The US military also has stepped up its presence and plans to have about 20,000 extra American troops sent to Baghdad and surrounding areas by the end of May.

In a reminder of the persistent Sunni resentment fuelling much of the violence, the bodies of Saddam Hussein’s sons and a grandson were exhumed and reburied near the ousted leader’s grave in Ouja, his hometown north of Baghdad. Saddam was hanged on Dec. 30 and buried the next day in a grave chipped out of an interior floor of a building he had built for religious events.

Tribal officials said they decided to move the remains of Saddam’s sons Odai, 39, and Qusai, 37, and his 14-year-old grandson Mustafa – who died July 22, 2003, in a gunbattle with US troops in the northern city of Mosul – to keep all members of the family in one place.

Tribal chief Ali al-Nida and three other relatives accompanied the bodies as they were transferred Tuesday in three cars from the cemetery about a mile from the building in which Saddam is buried.
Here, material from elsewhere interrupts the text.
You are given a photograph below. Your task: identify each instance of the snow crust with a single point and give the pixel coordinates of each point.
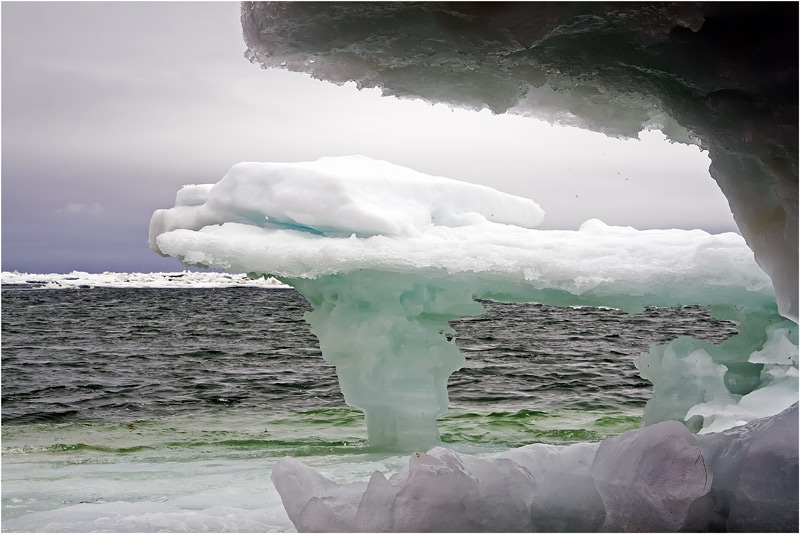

The three bodies were buried in the courtyard near the graves of Saddam’s half brother and former intelligence chief Barzan Ibrahim, and Awad Hamed al-Bandar, former head of Iraq’s Revolutionary Court, who also were sent to the gallows in January for the killings of 148 Shiites in the town of Dujail in 1982.

The five graves were covered with Iraqi flags as people prayed next to them during the service in Ouja, near the scene of Saddam’s capture by US soldiers in December 2003.

A US Marine was killed yesterday during combat operations in the western province of Anbar, the US military said.